Le législateur ne s’est pas contenté de repenser le parcours du lanceur d’alerte, il a également accru la protection des données à caractère personnel. Désormais, les mesures mises en œuvre pour garantir la confidentialité de l’identité de l’auteur du signalement, des personnes visées par celui-ci et des informations recueillies s’appliqueront également lors du traitement du signalement, et non plus uniquement lors de son recueil. De plus, les données recueillies lors de l’alerte ne pourront être conservées que le temps strictement nécessaire et proportionné à leur traitement et à la protection de leurs auteurs, des personnes visées ainsi que des tiers mentionnés dans le signalement, en tenant compte de la durée d’éventuelles enquêtes complémentaires7.
Le nouveau rôle du Défenseur des droits
La loi du 22 mars 2022 est complétée par une loi organique dont le principal objectif est de remédier à l’accompagnement insuffisant dont bénéficient actuellement les lanceurs d’alerte de la part des pouvoirs publics. Pour cela, le législateur s’est appuyé sur le Défenseur des droits qui voit son rôle considérablement renforcé. Tout lanceur d’alerte pourra désormais lui adresser directement un signalement. A la condition que ledit signalement relève de sa compétence, l’autorité administrative indépendante aura le droit de le recueillir, de le traiter selon une procédure indépendante et autonome, avant de revenir vers son auteur.
Le Défenseur des droits continuera également à jouer un rôle de guide pour les lanceurs d’alerte en quête d’informations. Avec l’appui d’un adjoint chargé de l’accompagnement de ces derniers, il pourra les orienter vers l’entité la plus à même de recueillir leur signalement. Cette autorité pourra également être saisie par toute personne pour rendre un avis sur sa qualité de lanceur d’alerte et ce, dans un délai de six mois à compter de la réception de la demande. Enfin, le Défenseur des droits aura pour mission de remettre, tous les deux ans, un rapport sur le fonctionnement global de la protection des lanceurs d’alerte au président de la République, au président de l’Assemblée nationale et au président du Sénat.

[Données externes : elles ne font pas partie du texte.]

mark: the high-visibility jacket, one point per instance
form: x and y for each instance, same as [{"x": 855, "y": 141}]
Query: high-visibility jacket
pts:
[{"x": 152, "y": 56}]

Alors que la loi entrera en vigueur le 1er septembre prochain, les entreprises doivent d’ores et déjà anticiper cette échéance. Il leur faut engager un travail de refonte de leur corpus de règles internes en y intégrant les nouveautés de la loi Waserman, tant au niveau de la politique propre aux lanceurs d’alerte que de celle concernant la protection des données à caractère personnel, qui y est intimement liée.
1. Directive (UE) 2019/1937 du 23 octobre 2019 sur la protection des personnes qui signalent des infractions au droit de l’Union.
2. Synthèse du rapport de la commission des Lois de l’Assemblée nationale sur l’évaluation de la loi Sapin 2.
3. Article 6 modifié de la loi Sapin 2.
4. Par exemple, l’exigence d’une alerte effectuée de « manière désintéressée » ne permettait pas à une personne de réaliser un signalement concernant une entreprise avec laquelle elle se trouve en litige pour une autre raison puisque, dans ce cas, l’alerte pouvait être considérée comme intéressée.
5. Le précédent dispositif limitait le montant de l’amende civile à 30 000 euros.
6. Article 6-1 nouveau de la loi Sapin 2.
7. Article 9 III nouveau de la loi Sapin 2.